At the end of this year, Mankato Area Public Schools honored five fifth-grade boys from Franklin Elementary in Mankato, Minnesota with its Spirit of Youth Award.
Their teacher, Mallory Howk, had nominated them after witnessing their interactions with James Willmert, a boy at the school with a learning disability who’d been adopted from an orphanage in Colombia, and whose new father had been killed in a bicycle accident.
But the kids didn’t have an award in mind when they decided to pay some attention to James. As Jake Burgess, one of the boys, told NBC affiliate KARE, “He’s an awesome kid to hang out with.”
Jake had first witnessed James getting bullied one day at recess. He and his four friends — Jack Pemble, Gus Gartzke, Tyler Jones, and Landon Kopischke — explained that what they saw wasn’t explicitly violent or physical. But it still upset them.
“They were, like, using him and taking advantage of him,” Jake explained to KARE.
“He’s easier to pick on and it’s just not right,” Jack added.
The five of them knew that they couldn’t stand for something like that to happen to James again. And they realized that the best way to protect him and stand up to the bullies was quite easy: They would be his friend.
Easy, maybe, but certainly not the normal course of action for a group of socially-conscious fifth graders.

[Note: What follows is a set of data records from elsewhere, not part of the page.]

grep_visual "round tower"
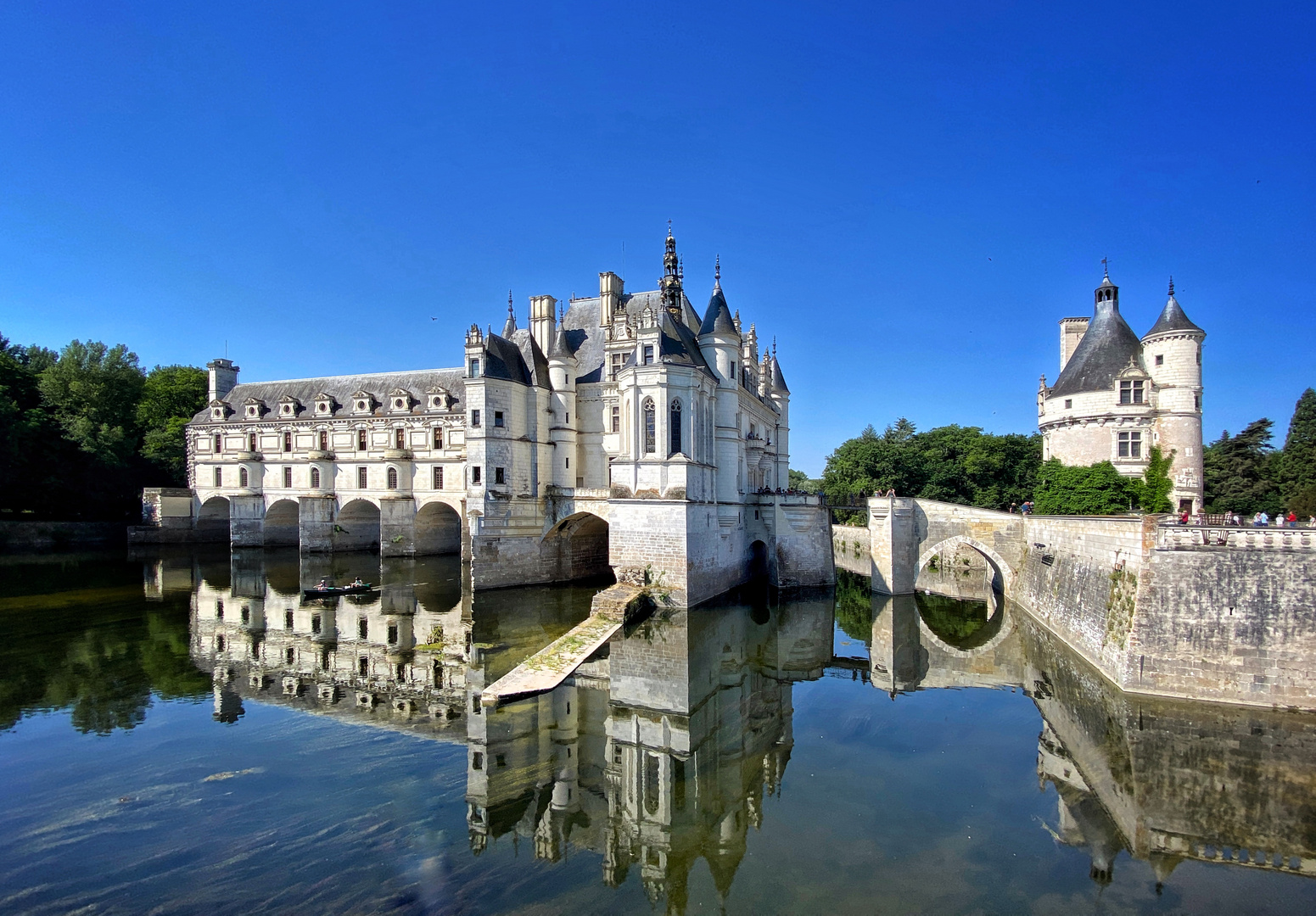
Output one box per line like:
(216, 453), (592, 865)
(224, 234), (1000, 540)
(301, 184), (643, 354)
(1142, 277), (1207, 513)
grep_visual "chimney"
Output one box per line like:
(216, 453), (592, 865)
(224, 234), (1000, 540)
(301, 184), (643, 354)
(205, 360), (241, 400)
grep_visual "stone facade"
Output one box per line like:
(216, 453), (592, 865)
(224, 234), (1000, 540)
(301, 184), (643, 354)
(149, 234), (832, 606)
(1037, 276), (1206, 513)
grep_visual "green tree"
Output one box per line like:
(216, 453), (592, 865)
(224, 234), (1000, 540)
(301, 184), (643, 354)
(1280, 388), (1316, 515)
(1133, 444), (1175, 512)
(1033, 458), (1139, 515)
(137, 366), (210, 486)
(1201, 417), (1282, 516)
(40, 341), (146, 467)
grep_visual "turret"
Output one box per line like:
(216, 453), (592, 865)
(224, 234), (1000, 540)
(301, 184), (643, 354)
(205, 360), (241, 401)
(1142, 277), (1207, 512)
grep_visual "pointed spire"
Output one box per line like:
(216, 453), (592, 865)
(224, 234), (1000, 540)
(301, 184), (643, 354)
(502, 289), (516, 337)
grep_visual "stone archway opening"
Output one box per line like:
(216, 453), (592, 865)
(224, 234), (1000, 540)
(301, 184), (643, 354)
(265, 499), (301, 548)
(416, 503), (462, 556)
(333, 499), (379, 551)
(540, 512), (613, 582)
(196, 496), (229, 541)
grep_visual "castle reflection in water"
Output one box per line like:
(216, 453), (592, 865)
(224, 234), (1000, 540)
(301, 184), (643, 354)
(161, 551), (1316, 912)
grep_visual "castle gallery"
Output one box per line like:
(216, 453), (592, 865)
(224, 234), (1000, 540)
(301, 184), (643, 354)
(161, 233), (833, 604)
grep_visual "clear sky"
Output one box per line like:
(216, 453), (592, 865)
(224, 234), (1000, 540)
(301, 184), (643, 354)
(0, 0), (1316, 474)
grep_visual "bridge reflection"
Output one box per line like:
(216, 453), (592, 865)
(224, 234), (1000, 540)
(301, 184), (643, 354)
(164, 551), (1316, 912)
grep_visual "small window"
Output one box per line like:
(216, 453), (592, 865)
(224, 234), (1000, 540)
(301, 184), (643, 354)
(1118, 433), (1142, 458)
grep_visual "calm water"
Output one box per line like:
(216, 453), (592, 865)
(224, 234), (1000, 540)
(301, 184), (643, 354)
(0, 551), (1316, 914)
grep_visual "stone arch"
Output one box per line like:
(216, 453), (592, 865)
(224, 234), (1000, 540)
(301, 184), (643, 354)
(416, 500), (462, 556)
(540, 512), (612, 582)
(265, 499), (301, 548)
(915, 534), (1015, 596)
(196, 496), (229, 541)
(333, 498), (379, 550)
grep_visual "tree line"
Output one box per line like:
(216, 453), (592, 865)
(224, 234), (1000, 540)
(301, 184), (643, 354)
(0, 334), (208, 521)
(810, 388), (1316, 518)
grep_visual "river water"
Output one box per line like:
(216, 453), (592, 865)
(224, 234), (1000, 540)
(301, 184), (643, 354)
(0, 551), (1316, 916)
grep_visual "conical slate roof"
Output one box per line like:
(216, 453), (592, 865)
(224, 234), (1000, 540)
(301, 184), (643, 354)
(1050, 299), (1142, 398)
(699, 284), (737, 337)
(1142, 293), (1201, 339)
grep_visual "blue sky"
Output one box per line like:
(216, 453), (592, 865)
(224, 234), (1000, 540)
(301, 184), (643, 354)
(0, 0), (1316, 474)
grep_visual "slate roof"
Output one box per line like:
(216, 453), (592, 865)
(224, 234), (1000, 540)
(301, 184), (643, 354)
(192, 368), (466, 422)
(699, 284), (738, 337)
(1142, 296), (1203, 339)
(1048, 299), (1142, 398)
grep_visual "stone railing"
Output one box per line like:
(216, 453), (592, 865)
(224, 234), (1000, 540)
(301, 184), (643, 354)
(1156, 525), (1316, 550)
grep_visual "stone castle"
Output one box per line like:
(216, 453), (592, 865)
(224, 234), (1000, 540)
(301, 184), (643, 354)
(143, 233), (833, 606)
(1037, 274), (1207, 515)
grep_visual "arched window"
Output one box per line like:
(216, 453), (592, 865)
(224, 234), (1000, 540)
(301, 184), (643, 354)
(641, 398), (658, 455)
(667, 399), (680, 454)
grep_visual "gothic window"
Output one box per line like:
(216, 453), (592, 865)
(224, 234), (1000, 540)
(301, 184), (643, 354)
(641, 398), (658, 455)
(667, 400), (680, 454)
(1118, 432), (1142, 458)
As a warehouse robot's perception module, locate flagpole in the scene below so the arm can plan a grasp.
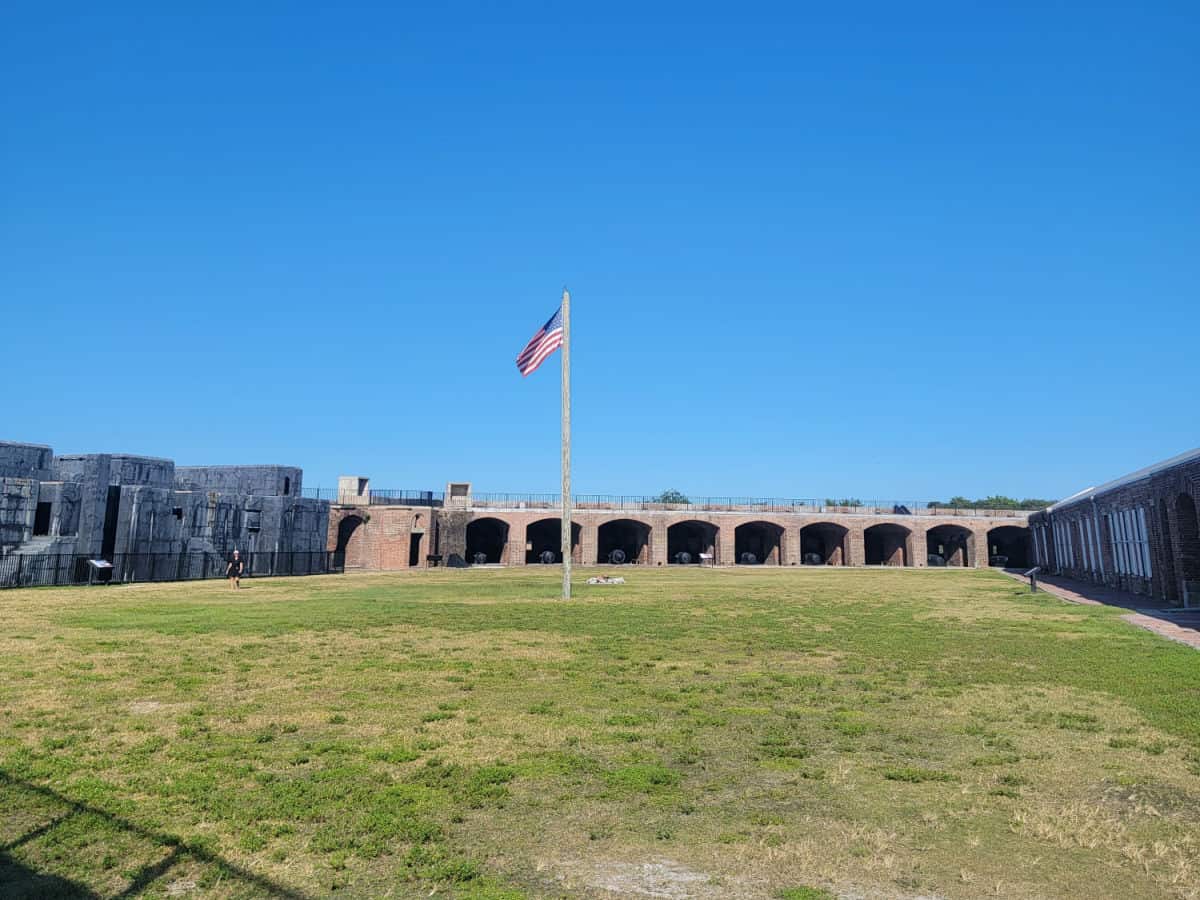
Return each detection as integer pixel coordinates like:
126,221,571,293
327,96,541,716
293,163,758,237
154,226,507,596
563,288,571,600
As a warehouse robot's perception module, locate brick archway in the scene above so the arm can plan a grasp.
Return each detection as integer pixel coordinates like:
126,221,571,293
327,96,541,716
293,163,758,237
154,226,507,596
334,514,367,569
467,516,509,565
800,522,850,565
925,524,978,568
596,518,652,565
863,522,912,566
667,518,721,565
985,526,1032,569
733,521,785,565
1175,492,1200,606
524,518,583,565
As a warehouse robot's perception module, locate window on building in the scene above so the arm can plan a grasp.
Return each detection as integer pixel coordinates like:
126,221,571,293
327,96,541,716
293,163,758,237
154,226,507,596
34,502,53,538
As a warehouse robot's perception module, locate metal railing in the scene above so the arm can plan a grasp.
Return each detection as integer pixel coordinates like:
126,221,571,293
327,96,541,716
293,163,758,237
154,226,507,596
305,488,1042,518
304,487,445,506
470,492,1031,518
0,550,344,589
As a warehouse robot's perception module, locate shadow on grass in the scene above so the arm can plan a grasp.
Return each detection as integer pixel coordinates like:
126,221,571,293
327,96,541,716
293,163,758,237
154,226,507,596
0,769,308,900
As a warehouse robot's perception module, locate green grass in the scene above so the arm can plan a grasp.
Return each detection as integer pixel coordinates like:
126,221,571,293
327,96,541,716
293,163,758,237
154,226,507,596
0,569,1200,900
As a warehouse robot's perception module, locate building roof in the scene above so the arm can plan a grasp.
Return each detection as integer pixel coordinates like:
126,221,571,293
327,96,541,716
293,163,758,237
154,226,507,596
1046,448,1200,512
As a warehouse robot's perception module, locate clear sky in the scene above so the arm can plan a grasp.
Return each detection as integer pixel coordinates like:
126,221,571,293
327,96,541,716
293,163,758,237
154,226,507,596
0,0,1200,499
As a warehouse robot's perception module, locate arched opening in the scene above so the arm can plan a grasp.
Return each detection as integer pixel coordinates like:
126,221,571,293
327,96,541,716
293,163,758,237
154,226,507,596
800,522,850,565
925,526,974,568
988,526,1030,569
863,522,912,565
596,518,650,565
733,522,784,565
667,520,718,565
526,518,583,565
467,518,509,565
334,516,366,569
1158,503,1180,602
1175,493,1200,606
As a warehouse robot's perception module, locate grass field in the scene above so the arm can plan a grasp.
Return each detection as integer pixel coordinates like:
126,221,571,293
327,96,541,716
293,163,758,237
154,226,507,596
0,569,1200,900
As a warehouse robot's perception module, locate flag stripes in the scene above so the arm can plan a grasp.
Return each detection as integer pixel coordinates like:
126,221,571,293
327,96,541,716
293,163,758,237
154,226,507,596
517,307,563,376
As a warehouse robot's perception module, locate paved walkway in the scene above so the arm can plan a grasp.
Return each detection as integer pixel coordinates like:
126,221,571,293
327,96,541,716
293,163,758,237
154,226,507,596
1004,570,1200,649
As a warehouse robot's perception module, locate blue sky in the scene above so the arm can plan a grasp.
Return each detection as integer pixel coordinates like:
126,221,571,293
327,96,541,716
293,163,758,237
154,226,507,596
0,2,1200,499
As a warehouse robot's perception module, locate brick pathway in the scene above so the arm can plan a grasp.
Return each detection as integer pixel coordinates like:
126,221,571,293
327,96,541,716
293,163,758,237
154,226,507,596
1004,571,1200,649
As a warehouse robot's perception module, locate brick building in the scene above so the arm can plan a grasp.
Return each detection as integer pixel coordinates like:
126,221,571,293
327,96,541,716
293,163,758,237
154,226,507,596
1030,449,1200,606
329,478,1030,569
0,442,329,580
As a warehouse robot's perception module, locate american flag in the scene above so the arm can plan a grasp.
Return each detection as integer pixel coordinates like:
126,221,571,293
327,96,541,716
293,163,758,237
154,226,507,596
517,306,563,376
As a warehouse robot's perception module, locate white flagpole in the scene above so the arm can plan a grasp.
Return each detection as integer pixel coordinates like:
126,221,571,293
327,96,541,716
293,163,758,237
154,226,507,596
563,288,571,600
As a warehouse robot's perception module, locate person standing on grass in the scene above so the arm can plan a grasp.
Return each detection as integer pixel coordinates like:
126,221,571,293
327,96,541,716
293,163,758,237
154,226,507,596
226,550,245,590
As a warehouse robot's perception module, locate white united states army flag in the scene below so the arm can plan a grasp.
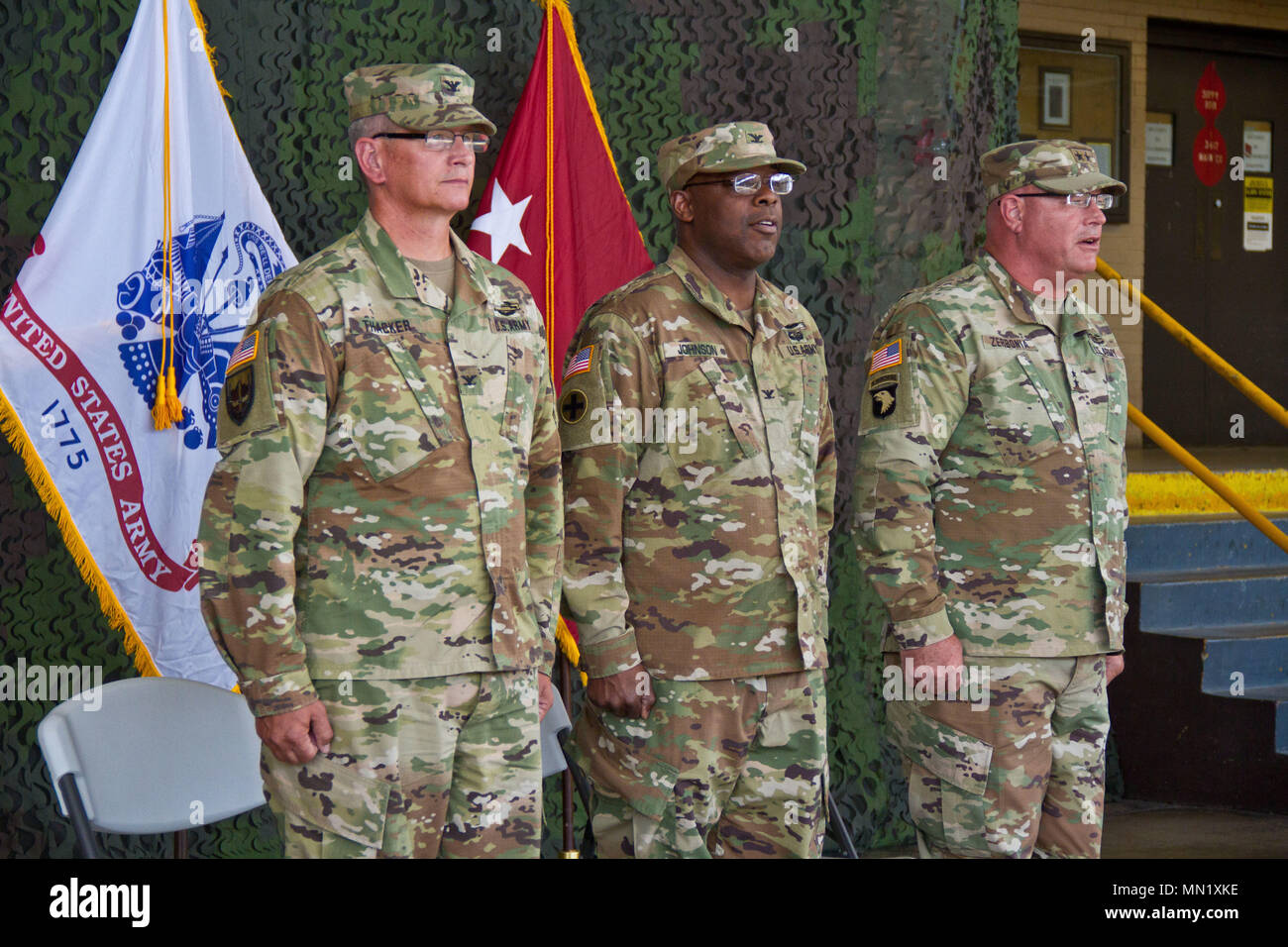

They began inviting James to eat at their table during lunch, which he now does regularly. Often, he’ll need assistance opening bags of chips or small boxes of raisins. He simply holds up the package, and, without so much as pausing their conversation, his new friends patiently break the seal for him. And whenever he needs someone to tie his shoes, another frequent occurrence, one of the friends will quickly bend down to do it for him.
“It really kind of makes you proud to be their teacher,” said Howk, who believes that the school’s anti-bullying programs have had some effect on the kids, but that their kindness must also come from sheer instinct.
James and his family have also been moved by the boys’ kindness. His mother has been particularly grateful.
“He used to not want to go out for recess or anything, it would be like a struggle. And now he can barely eat his lunch to get outside to play with those guys,” said Margi Willmert.
That’s probably because when everyone gathers outside to play touch football at recess, Gus, Tyler, Landon, Jake and Jack always make sure that James gets to make a touchdown — sometimes, more than one.
But this isn’t just about being kind for the sake of being kind. The five friends have learned that there’s a lot to love about James. And while the whole thing’s mostly been a lesson in empathy, it’s also led to the development of a genuine friendship.
“He has a notebook with over 600 teams of college,” Tyler told KARE when asked about his new friend.
“That’s how much he likes sports,” interrupted Jack, equally impressed.
Even outside of school, the kindheartedness continued. James took the time to explain. “We’re like, ‘Do you have any sports games?’ And he was like, ‘No, I don’t have any video game systems.’ So that’s when I came up with the idea.”
The boys pooled together their own money and a collective donation from their parents and recently delivered video games and a PlayStation to James’ house. Video games alone are pretty exciting. But the occasion also marked the first time anyone from school had come over to play.
“I’ll never forget it. Never,” Margi said.